Moodle will tie directly to LDAP sources right out of the box. We use AD, whereas a school district I worked with uses NDS and their admin- with NO moodle experience - was able to connect moodle to their service with little effort.
6. Does your product allow for an independent
database of users for test purposes? For example, if LDAP authentication
is used to authenticate students and instructors against an external server, is it possible to enable additional,
local accounts that are not in that server, for test purposes?
The simplest way to do this would be to simply have another install that has different authentication, or to create dummy users with known generic ID's on your live system. If you want to combine authentication (say LDAP for some and email authentication for others) then you'd probably need to do some minor custom work. I'd be interested to know a bit more about this scenario to understand what you're wanting to accomplish. The overhead of running a (normally) dormant additional moodle instance on a server is pretty low.
7. Does your solution allow for live backup
of student and class data, or does the application have to be taken down for a
Courses typically default to backing up once a day, and this is done without outages.
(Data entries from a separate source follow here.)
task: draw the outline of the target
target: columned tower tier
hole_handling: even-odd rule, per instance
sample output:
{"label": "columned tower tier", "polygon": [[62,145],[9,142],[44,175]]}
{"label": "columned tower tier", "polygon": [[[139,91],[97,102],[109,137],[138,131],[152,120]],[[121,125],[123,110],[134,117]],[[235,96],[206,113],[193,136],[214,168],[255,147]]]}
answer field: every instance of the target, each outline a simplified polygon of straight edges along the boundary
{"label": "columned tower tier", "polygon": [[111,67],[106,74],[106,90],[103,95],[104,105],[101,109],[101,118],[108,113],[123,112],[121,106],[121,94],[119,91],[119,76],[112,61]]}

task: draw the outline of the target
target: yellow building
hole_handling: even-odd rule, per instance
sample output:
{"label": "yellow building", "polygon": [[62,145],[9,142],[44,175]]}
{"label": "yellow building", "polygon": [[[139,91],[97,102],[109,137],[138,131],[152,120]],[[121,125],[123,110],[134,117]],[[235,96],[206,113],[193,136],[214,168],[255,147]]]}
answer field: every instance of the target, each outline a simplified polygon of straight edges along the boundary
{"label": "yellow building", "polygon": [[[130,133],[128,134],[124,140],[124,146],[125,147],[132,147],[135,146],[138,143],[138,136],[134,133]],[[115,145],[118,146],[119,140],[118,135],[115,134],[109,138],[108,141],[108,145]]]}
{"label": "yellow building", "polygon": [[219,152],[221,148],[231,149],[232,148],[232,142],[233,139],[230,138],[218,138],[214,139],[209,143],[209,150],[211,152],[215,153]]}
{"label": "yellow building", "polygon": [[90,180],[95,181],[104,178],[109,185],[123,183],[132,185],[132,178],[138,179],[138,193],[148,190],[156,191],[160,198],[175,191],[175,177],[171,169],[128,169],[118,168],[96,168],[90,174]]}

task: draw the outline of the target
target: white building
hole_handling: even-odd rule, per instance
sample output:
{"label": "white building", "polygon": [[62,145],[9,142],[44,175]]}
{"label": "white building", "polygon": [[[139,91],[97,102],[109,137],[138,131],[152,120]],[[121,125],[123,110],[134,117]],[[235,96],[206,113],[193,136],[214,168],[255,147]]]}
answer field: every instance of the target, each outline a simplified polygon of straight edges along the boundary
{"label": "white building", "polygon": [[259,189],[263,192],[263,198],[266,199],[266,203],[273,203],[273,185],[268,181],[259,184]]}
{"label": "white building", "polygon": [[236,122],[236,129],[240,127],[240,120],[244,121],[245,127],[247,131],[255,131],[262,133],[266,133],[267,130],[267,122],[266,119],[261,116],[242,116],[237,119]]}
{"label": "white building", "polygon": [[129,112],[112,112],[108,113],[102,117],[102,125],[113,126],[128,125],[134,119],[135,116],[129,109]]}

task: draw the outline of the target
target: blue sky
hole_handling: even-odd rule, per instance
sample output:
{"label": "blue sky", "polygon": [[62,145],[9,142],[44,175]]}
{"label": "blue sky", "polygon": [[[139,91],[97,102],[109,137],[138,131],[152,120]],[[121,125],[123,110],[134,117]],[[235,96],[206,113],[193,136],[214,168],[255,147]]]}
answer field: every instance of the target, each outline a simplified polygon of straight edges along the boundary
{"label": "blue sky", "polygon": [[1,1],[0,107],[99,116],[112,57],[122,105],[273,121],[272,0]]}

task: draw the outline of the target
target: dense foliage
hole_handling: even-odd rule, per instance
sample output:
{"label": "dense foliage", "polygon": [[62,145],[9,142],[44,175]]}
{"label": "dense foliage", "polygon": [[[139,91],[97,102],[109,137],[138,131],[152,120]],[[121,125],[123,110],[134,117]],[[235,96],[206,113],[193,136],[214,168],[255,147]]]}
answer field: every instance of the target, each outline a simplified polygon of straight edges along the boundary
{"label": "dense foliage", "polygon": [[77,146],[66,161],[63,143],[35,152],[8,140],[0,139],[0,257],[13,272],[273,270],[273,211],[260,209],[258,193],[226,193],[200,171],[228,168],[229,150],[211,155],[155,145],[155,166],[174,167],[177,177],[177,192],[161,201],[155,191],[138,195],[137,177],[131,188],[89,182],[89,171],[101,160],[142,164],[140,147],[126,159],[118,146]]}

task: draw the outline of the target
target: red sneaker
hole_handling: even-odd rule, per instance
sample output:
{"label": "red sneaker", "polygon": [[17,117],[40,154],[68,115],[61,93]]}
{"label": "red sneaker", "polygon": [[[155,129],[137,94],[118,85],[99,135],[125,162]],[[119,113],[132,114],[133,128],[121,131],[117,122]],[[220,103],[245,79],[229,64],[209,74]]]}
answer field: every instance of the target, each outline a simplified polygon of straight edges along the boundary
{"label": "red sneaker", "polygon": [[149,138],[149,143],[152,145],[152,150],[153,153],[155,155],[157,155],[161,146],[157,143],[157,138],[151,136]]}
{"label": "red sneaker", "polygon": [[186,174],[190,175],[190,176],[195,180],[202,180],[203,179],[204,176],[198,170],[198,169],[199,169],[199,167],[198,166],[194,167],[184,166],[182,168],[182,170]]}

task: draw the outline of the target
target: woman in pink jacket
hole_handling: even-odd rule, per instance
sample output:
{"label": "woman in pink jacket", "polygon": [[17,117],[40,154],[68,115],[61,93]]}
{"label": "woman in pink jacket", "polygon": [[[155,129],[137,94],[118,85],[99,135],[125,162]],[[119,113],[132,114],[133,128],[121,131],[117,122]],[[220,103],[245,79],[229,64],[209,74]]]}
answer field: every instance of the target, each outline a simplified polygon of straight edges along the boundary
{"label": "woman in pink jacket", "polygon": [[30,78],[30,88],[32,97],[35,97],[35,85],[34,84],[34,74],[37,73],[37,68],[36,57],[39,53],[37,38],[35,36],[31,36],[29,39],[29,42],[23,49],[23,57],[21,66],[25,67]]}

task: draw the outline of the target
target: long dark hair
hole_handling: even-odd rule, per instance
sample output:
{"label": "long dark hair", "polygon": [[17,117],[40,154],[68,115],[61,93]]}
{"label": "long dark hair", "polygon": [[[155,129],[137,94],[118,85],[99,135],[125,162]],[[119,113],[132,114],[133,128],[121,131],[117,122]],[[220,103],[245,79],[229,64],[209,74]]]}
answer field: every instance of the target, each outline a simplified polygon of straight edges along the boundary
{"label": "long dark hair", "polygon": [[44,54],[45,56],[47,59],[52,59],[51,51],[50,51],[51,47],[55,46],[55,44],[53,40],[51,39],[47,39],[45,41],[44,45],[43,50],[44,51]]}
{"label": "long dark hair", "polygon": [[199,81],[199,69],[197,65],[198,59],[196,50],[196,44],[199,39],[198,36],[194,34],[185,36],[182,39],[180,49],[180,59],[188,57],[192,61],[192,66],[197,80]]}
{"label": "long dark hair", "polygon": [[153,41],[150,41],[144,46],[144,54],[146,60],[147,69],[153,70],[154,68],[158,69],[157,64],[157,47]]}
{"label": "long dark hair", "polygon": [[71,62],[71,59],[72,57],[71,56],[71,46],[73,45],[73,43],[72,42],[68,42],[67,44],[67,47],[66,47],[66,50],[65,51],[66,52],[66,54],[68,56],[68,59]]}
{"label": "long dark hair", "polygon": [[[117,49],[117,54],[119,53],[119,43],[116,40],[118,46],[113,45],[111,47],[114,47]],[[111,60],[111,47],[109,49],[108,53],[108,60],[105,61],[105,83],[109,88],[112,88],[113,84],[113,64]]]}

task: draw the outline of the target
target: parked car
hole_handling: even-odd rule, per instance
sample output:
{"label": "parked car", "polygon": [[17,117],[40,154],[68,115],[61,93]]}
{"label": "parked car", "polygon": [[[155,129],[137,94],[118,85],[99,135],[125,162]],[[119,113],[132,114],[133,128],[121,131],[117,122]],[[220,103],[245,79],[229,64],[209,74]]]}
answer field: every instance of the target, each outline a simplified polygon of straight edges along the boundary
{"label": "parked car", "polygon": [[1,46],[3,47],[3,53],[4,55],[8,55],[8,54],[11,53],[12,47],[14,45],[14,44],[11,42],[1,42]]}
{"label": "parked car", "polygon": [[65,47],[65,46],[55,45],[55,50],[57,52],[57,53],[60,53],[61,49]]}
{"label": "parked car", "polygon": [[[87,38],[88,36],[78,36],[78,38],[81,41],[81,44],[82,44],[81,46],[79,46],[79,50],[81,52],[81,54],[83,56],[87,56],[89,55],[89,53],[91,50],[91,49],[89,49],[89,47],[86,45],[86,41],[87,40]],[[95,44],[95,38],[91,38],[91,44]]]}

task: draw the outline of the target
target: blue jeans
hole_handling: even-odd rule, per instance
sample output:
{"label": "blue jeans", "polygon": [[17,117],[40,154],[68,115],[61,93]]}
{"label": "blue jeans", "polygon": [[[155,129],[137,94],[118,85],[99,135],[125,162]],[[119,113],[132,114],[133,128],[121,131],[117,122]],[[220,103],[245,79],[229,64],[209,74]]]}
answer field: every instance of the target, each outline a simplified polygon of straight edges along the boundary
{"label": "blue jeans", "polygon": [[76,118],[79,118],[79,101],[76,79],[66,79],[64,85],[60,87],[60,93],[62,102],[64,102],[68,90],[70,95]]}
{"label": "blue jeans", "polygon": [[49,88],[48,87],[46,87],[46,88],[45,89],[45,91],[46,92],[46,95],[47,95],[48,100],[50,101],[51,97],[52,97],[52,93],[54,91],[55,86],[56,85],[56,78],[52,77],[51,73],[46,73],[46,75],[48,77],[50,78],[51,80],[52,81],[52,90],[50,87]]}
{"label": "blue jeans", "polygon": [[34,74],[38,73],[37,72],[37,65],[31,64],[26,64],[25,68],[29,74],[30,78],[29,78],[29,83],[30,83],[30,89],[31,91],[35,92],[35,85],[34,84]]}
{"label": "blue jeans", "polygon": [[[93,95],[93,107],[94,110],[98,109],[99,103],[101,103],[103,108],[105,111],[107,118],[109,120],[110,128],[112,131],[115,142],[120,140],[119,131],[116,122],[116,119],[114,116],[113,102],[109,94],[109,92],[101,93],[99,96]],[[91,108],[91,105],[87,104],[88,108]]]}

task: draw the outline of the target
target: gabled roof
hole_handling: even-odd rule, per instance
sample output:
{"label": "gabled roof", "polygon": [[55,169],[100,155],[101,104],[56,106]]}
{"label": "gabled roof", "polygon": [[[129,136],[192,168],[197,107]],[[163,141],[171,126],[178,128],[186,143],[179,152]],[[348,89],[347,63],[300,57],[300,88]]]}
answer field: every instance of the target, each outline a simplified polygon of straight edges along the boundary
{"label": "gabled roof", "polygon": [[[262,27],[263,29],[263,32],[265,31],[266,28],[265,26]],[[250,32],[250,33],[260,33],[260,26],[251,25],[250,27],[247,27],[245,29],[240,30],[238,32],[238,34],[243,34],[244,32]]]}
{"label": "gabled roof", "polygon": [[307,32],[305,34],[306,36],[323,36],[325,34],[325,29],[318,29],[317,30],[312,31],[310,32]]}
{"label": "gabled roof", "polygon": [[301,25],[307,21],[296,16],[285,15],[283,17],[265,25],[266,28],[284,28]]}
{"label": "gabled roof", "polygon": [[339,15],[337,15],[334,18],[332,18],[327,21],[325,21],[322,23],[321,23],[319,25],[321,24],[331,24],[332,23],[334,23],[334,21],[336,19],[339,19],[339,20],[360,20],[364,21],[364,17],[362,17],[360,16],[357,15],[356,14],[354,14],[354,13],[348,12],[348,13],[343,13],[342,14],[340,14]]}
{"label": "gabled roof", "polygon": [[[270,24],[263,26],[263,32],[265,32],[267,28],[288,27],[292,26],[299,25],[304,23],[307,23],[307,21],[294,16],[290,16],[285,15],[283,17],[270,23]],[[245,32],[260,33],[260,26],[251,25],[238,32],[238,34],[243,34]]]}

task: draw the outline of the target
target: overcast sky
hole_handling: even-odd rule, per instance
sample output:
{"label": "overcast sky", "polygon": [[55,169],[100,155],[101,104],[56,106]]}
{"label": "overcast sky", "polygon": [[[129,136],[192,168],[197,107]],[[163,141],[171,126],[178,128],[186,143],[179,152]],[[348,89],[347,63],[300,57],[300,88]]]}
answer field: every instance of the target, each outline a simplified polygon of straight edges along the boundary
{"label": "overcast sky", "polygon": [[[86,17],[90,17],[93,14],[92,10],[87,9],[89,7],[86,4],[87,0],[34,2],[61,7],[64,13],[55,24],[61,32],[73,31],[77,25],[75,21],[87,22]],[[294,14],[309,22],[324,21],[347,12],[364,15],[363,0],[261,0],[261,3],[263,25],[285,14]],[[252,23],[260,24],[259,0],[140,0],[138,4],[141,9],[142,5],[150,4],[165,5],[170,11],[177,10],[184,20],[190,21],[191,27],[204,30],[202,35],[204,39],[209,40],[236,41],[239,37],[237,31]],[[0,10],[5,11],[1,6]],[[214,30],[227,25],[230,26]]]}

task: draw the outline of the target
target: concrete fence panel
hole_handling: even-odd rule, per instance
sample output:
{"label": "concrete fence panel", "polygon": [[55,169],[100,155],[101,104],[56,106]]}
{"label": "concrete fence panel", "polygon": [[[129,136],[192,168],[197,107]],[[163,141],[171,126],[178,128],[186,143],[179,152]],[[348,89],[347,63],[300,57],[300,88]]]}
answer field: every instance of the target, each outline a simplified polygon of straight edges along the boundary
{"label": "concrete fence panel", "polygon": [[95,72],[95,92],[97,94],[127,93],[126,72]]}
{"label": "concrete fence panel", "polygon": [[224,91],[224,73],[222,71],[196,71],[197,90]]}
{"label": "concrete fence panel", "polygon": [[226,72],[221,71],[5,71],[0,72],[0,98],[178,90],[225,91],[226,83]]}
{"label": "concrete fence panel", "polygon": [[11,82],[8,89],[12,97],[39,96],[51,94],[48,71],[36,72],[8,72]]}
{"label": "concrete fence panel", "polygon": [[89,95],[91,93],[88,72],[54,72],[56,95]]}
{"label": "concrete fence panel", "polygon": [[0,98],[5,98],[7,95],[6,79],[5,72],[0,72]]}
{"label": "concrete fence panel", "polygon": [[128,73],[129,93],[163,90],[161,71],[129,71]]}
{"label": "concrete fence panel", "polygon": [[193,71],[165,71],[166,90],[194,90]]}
The only outages we've needed were for upgrades, and while we scheduled several hours they took place in far less time.
8. What command-line interfaces are available
for manipulating objects in this products database (e.g., are there ways to
script mass import of user and creation and deletion of classes, etc)? Can these tools be used while the application is
live, or must it be taken off-line?
The standard database is mySQL which has a command line interface. Many people prefer PHP myAdmin as it provides a friendlier interface to mySQL. Any SQL compatible programming language can have code written to do whatever you see fit, and for obvious reasons PHP is a common tool used for such activities. You can also easily generate mySQL scripts that could be run just like you would the equivalents with, say, Oracle and SQL+.
9. What provisions are there for moving user
and course databases from one server to another, in case the primary server
fails? Can we transparently back up the database on the primary server and restore it to a backup server?
They are actually one database, unless by user database you mean the directory you are using. You can back up the entire database at anytime, but it makes sense to take snapshot backups (say at 3 am each day) which could restore the entire site. You could also look at RAID options if this is a major concern. Moodle's built in tools and utilities are quite functional, and the fact that we think nothing much of putting in another instance whereas our BB install has been accumulating courses (and data) for 9 semesters.
10. If your product requires licensing or product
activation codes, must we purchase a separate license if we wish to keep a
near-line backup on a second machine that is running your application?
Moodle requires no licensing whatsoever, so this question is moot. This is one of the wonderful things about open-source software. It's free, and that gives you freedom.